I don’t think so, because I don’t work as fast as you think. The speed comes in from being backed, from not having any financial problem. When I write a film, I take as much time as I need to write it. If it takes two weeks or six months that’s how I do it. But when I’m finished with it, I pull it out of the typewriter, hand it to my production manager and (snaps his fingers) the next day we’re rolling. We’re budgeting, we’re in pre-production, we’re calling casting. Another writer takes it out of the typewriter, and he’s got to sell it to the studio.

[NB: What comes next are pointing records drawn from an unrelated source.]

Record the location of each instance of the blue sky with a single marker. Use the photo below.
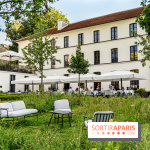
(77, 10)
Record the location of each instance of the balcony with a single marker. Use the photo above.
(15, 68)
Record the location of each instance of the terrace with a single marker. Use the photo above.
(4, 66)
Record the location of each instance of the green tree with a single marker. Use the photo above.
(40, 50)
(78, 64)
(23, 8)
(19, 29)
(144, 22)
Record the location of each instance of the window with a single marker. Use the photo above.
(133, 29)
(53, 43)
(66, 41)
(96, 36)
(134, 84)
(115, 84)
(67, 75)
(66, 86)
(97, 84)
(53, 87)
(53, 63)
(114, 33)
(96, 57)
(97, 73)
(80, 39)
(12, 86)
(114, 55)
(133, 53)
(66, 61)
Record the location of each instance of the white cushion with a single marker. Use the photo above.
(62, 110)
(19, 113)
(61, 104)
(5, 105)
(18, 105)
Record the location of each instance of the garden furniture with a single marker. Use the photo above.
(99, 116)
(15, 109)
(61, 107)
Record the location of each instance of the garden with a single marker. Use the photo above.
(31, 134)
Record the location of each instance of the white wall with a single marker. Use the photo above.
(106, 44)
(5, 80)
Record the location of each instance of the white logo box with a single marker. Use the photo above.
(112, 129)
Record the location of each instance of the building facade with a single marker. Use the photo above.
(10, 72)
(107, 42)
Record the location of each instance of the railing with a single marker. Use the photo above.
(16, 68)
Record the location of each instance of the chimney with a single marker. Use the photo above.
(62, 24)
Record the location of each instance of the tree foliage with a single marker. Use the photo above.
(19, 29)
(40, 50)
(144, 41)
(23, 8)
(144, 18)
(78, 64)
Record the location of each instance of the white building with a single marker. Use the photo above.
(107, 42)
(12, 72)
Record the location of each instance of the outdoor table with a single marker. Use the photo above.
(60, 113)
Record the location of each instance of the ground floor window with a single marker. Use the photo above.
(81, 85)
(53, 87)
(26, 88)
(97, 84)
(134, 84)
(66, 86)
(115, 84)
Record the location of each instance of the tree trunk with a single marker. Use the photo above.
(42, 86)
(79, 83)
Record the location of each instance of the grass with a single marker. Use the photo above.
(29, 134)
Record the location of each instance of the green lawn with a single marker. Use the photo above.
(32, 135)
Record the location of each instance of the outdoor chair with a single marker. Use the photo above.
(61, 108)
(99, 116)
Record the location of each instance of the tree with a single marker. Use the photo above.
(78, 64)
(23, 8)
(40, 50)
(144, 22)
(19, 29)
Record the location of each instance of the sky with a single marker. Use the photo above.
(78, 10)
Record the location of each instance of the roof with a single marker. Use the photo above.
(96, 21)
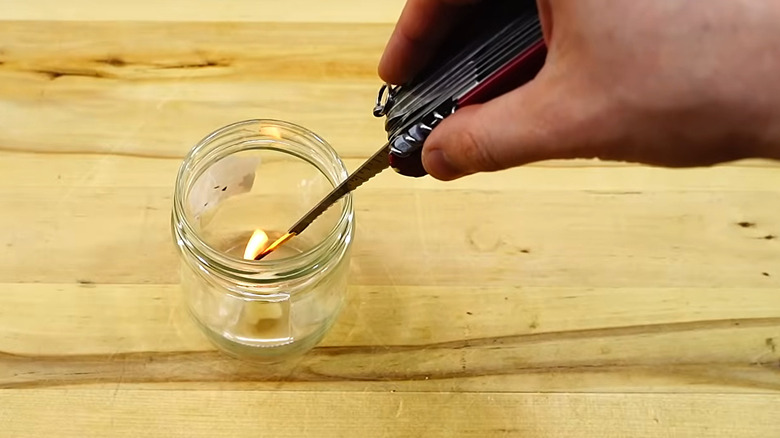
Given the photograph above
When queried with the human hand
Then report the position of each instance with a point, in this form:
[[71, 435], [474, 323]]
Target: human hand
[[659, 82]]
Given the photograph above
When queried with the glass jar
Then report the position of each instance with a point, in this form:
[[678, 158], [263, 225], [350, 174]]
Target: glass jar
[[262, 175]]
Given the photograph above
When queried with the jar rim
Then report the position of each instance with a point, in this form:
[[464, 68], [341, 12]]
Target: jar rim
[[239, 268]]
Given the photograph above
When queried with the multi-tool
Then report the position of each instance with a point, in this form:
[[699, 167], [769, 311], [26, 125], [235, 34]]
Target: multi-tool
[[498, 48]]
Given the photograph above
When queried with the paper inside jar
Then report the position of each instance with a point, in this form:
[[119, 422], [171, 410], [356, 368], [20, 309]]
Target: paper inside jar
[[264, 189]]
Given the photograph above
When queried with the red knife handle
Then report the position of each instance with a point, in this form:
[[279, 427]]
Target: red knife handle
[[406, 150]]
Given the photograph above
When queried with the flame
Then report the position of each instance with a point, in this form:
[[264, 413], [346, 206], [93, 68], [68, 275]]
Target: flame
[[256, 245], [279, 242], [271, 131]]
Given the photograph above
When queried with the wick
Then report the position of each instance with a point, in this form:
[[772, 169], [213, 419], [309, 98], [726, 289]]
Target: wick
[[279, 242]]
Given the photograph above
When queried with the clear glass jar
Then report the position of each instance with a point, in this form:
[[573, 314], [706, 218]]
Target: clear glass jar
[[262, 175]]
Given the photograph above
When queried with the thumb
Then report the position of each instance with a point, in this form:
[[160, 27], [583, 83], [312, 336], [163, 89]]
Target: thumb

But there’s also the idea of draft after draft, the whole torturous process of writing.
And I go through all of that. If I had another six months or another year it wouldn’t be any better. I’m where I am in the script, I think it’s great when I finish it, and then it doesn’t come out great, you know. Some other poor guy finishes his script and has got to have lunch with Warren Beatty 15 times and hope to get the money and a commitment, and he gets his film on two years later. I get mine on 14 weeks later.

Your themes have been a constant: love, death, failed romance, existential crises. Has this changed at all?
I think it’s really the universal verities that hold throughout that interest you. It isn’t the evanescence of politics or social issues. All that stuff comes and goes; it’s meaningless. I would be doing the same themes — it sounds bigger than it is — that Tolstoy was writing about, or Stendhal. Those are the things that are so difficult to come to terms with.

Someone once asked you, “What do you have faith in?” and your answer was, “The power of distraction,” as in work, romance, the daily hustle.
It’s the best you can do. I’ve said this before, but I really do think it’s true: Art is the intellectual’s Catholicism. It’s a belief in the afterlife, that you’re going to be saved by your works in posterity. But it doesn’t work. It doesn’t mean anything.

Really? You work so much, you’re clearly finding some kind of purpose.
That’s a distraction. It distracts you. It’s like fingerpainting in a lunatic asylum. You know, busy fingers are happy fingers. You know, or basket weaving. . . . We all need something. Otherwise we tend to face and think about and confront unresolvable issues that are implicitly terrifying.

You have come no closer to finding answers or comfort through your art?
No. You just suddenly get a big dose of reality. Life is a constant battle to keep that reality from encroaching upon your thinking. Everyone’s built with certain denial mechanisms. You need a good one for survival. If you don’t, then reality starts to crowd in and reality is such an unpleasant, such a bad place, to have to hang out in.

Are you still uncomfortable with the success of some of your work?
It’s something you have to watch out for. When you start to succeed too much you gotta be careful. If you’re working seriously you should always be a step ahead of your audience and challenging them and experimenting for yourself and not repeating yourself and getting into that formula that they’re only too happy with. You know, they would have loved “Annie Hall 2.” But I don’t want to do that. I prefer to fail a lot of times. It’s healthier for you. There are people I know in theater, books and film who succeed and succeed and succeed and they’ll never be great.